There’s plenty more at the link, including a discussion of what’s actually motivating the French here, which seems to be rooted as much in domestic politics and in changes in how the French are interacting with the Middle East as anything else. There also seems to be no small degree of the same kind of good old fashioned French stubbornness at play here as well, in addition to yet another example of their desire to at least pretend that they are an important player on the world stage. The practical impact of what they’ve done, though, doesn’t seem to be nearly as good as what the hawks in America and Israel are touting. It’s entirely possible that this temporarily deal would’ve been scuttled anyway, but there’s no doubt that some kind of progress was being made in the wake of the Iranian Presidential elections. This could have led to a broader deal down the road. It may still lead there, but it seems likely that the events of this weekend are going to make it much harder to get there.

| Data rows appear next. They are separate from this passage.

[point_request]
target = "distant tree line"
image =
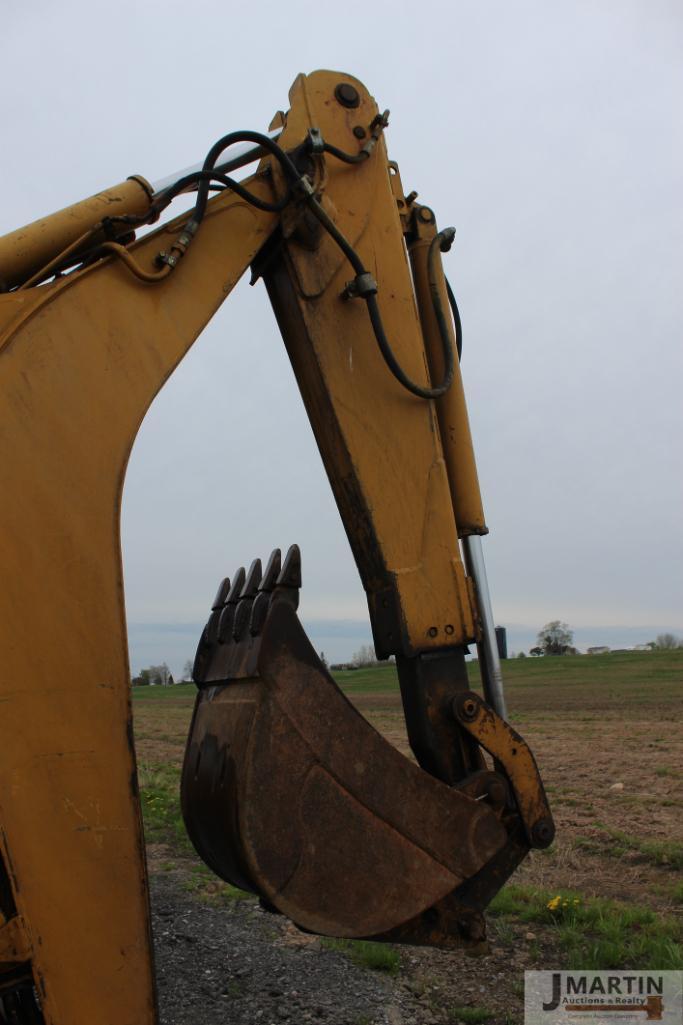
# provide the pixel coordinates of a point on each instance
(160, 675)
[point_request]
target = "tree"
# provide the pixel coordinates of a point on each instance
(556, 639)
(667, 642)
(160, 675)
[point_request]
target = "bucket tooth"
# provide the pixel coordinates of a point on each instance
(289, 580)
(252, 581)
(263, 599)
(247, 595)
(228, 615)
(222, 595)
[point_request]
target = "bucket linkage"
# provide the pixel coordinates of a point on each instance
(289, 792)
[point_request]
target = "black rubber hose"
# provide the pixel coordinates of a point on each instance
(375, 318)
(442, 242)
(348, 158)
(215, 151)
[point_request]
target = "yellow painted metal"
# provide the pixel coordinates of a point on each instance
(451, 407)
(28, 249)
(512, 752)
(380, 444)
(80, 362)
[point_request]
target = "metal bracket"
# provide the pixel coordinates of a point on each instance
(514, 755)
(315, 140)
(362, 285)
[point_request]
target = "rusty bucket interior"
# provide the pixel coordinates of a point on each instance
(289, 792)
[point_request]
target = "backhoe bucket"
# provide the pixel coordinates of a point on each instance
(287, 791)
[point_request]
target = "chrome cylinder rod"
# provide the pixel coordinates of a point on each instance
(240, 155)
(489, 662)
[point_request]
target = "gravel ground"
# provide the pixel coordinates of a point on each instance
(233, 964)
(239, 965)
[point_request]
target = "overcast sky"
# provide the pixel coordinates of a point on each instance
(550, 135)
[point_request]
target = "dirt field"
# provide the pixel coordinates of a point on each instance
(607, 737)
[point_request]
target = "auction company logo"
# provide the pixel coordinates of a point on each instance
(602, 997)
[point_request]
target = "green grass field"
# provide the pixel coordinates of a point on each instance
(606, 735)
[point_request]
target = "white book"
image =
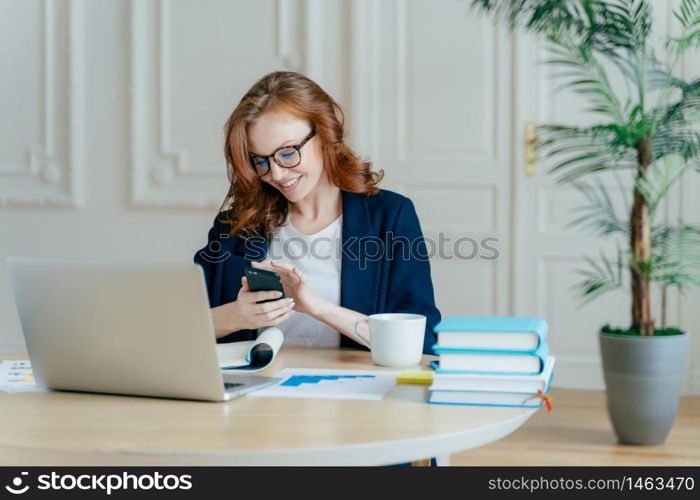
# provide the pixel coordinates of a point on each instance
(486, 398)
(494, 383)
(496, 341)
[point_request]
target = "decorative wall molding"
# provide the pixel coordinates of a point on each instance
(162, 175)
(404, 119)
(48, 179)
(365, 72)
(478, 213)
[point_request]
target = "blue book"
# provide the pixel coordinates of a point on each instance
(491, 333)
(481, 361)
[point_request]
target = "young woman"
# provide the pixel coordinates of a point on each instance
(301, 203)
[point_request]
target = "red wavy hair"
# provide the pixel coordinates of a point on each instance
(255, 206)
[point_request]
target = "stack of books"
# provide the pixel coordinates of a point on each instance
(491, 361)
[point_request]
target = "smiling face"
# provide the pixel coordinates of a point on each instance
(275, 129)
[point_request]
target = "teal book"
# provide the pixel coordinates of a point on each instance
(491, 333)
(482, 361)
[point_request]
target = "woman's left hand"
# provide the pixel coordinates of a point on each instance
(295, 286)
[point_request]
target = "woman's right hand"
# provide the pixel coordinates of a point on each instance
(243, 313)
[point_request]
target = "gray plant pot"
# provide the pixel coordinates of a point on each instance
(643, 377)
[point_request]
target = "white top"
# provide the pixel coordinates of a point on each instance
(317, 256)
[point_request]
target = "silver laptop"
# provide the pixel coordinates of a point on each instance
(141, 329)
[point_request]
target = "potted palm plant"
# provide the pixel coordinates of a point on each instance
(648, 138)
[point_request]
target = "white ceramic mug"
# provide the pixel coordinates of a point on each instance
(395, 339)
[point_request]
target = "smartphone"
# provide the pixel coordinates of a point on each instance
(261, 280)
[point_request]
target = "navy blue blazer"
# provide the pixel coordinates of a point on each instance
(384, 263)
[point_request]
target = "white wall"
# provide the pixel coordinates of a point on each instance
(112, 115)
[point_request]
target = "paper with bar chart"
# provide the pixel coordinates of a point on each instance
(330, 384)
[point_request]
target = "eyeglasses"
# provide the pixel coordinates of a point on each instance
(285, 157)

So, instead of “Thank You France!,” perhaps the world actually ought to be saying “Thanks for nothing, France,” because it’s unclear what turning up the heat on the Iranians is going to do other than undercut whatever movement their might be around Iran’s new President to end the long confrontation with the West while emboldening the hardliners yet again. In the meanwhile, it provides an opening to the hardliners here in the West who, seemingly, won’t be happy with any outcome in Iran that doesn’t result in a war that no rational person should want to fight.